People who have not looked carefully at the position of the Catholic Church under the Third Reich may be particularly surprised by this story. The Nazis did not want to exterminate all Catholics, but they most certainly did want to exterminate all Jews, and they nearly succeeded. So the Shoah cannot and should not be described as if the Nazis did as much harm to Catholics as they did to Jews. Yet it is a fact of history that millions of Catholics were murdered in the Nazi camps, and that is something we must never forget.

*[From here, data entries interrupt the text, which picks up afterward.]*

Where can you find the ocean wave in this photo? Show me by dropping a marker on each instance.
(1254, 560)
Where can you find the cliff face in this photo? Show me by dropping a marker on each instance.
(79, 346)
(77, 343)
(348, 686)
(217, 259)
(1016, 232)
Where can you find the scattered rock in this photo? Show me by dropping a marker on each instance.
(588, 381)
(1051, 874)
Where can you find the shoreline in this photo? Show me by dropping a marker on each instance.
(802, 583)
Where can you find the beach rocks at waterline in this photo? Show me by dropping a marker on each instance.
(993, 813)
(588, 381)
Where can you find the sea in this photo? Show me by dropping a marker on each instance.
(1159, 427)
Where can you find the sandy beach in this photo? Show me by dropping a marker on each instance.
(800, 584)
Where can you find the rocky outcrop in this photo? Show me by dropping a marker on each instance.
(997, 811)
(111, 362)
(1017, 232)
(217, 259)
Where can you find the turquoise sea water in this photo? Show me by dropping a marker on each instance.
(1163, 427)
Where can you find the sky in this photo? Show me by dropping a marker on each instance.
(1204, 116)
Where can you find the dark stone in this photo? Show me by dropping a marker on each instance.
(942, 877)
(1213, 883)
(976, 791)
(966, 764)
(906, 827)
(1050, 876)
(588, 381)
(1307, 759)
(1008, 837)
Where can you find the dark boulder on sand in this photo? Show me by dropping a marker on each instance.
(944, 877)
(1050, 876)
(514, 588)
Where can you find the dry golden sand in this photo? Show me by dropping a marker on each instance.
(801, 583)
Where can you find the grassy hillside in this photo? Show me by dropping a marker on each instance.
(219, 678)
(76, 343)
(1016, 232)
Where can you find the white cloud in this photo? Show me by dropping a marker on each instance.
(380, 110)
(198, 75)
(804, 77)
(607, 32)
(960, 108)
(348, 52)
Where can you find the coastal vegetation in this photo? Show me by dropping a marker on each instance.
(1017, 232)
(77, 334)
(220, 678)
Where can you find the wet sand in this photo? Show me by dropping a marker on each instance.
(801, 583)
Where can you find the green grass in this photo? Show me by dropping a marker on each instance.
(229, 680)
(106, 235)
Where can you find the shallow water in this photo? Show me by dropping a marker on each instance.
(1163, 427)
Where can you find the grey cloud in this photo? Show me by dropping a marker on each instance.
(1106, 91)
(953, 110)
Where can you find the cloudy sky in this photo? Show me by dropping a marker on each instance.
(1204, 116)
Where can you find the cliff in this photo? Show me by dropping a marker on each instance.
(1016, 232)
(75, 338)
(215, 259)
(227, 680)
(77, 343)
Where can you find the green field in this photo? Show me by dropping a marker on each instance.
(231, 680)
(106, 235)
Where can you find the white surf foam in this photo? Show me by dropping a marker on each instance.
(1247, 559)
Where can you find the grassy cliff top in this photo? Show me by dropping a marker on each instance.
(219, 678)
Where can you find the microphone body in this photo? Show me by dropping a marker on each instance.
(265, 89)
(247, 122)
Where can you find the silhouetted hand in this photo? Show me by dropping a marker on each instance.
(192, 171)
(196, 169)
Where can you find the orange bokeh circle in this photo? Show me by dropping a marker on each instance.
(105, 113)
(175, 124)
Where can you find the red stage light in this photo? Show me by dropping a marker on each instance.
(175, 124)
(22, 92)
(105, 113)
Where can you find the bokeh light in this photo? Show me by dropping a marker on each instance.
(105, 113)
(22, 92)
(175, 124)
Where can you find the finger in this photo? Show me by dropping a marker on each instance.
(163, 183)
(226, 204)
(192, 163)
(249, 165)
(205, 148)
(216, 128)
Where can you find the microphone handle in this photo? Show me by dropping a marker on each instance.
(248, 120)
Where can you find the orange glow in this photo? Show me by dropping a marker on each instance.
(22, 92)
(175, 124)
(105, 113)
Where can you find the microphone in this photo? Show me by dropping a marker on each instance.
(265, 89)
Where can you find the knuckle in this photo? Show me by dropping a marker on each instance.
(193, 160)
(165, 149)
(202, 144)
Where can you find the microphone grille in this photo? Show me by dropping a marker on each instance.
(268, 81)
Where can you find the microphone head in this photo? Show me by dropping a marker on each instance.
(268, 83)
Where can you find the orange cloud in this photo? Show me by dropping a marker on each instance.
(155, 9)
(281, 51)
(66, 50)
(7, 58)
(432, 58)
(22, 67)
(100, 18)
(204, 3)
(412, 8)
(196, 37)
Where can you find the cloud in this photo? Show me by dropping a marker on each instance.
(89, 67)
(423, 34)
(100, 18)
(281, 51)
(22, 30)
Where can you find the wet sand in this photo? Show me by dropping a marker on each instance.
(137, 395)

During and right after World War II, it was commonly assumed that Christians as well as Jews suffered a great deal under Hitler. Jews were grateful to Catholics and others for such assistance as they were able to provide, and especially esteemed Pope Pius XII, who quite probably saved more Jews from the Nazis than any other single person. That was why Golda Meir, one of the founders and later Prime Minister of the newly created Jewish state of Israel, thanked the pope and honored him among the righteous gentiles: When fearful martyrdom came to our people in the decade of Nazi terror, the voice of the pope was raised for the victims. Similarly, Moshe Sharett, the second Prime Minister of Israel, remarked after meeting with Pius: I told him [the Pope] that my first duty was to thank him, and through him the Catholic Church, on behalf of the Jewish public for all they had done in the various countries to rescue Jews. We are deeply grateful to the Catholic Church.

But beginning in the 1960s, following a play entitled The Deputy by the Communist-inspired revisionist, Rolf Hochuth, there has been a massive attempt to deny these facts and paint the Church as all but a Nazi accomplice and Pius as Hitlers pope.

One of the advantages of a memoir like this is its concrete evidence that the anti-Catholic smears are false. Pius was aware not only of the threats to Jews but the widespread persecution of his own priests by the Nazis. Careful study of the records in recent years has even given us some concrete numbers that were not available to the pope at the time. In 1932, for instance, just before the Nazis came to power, there were about twenty-one thousand priests in Germany. By the time Nazism was defeated a decade later, more than eight thousand of these men had either been threatened, beaten, imprisoned, or killed by the regime. In other words, well over one-third of Germanys priests came into open conflict with the Third Reich. We can be morally certain that the number who, seeing the treatment of their fellows, opposed Nazism in more subtle or quiet ways was even higher.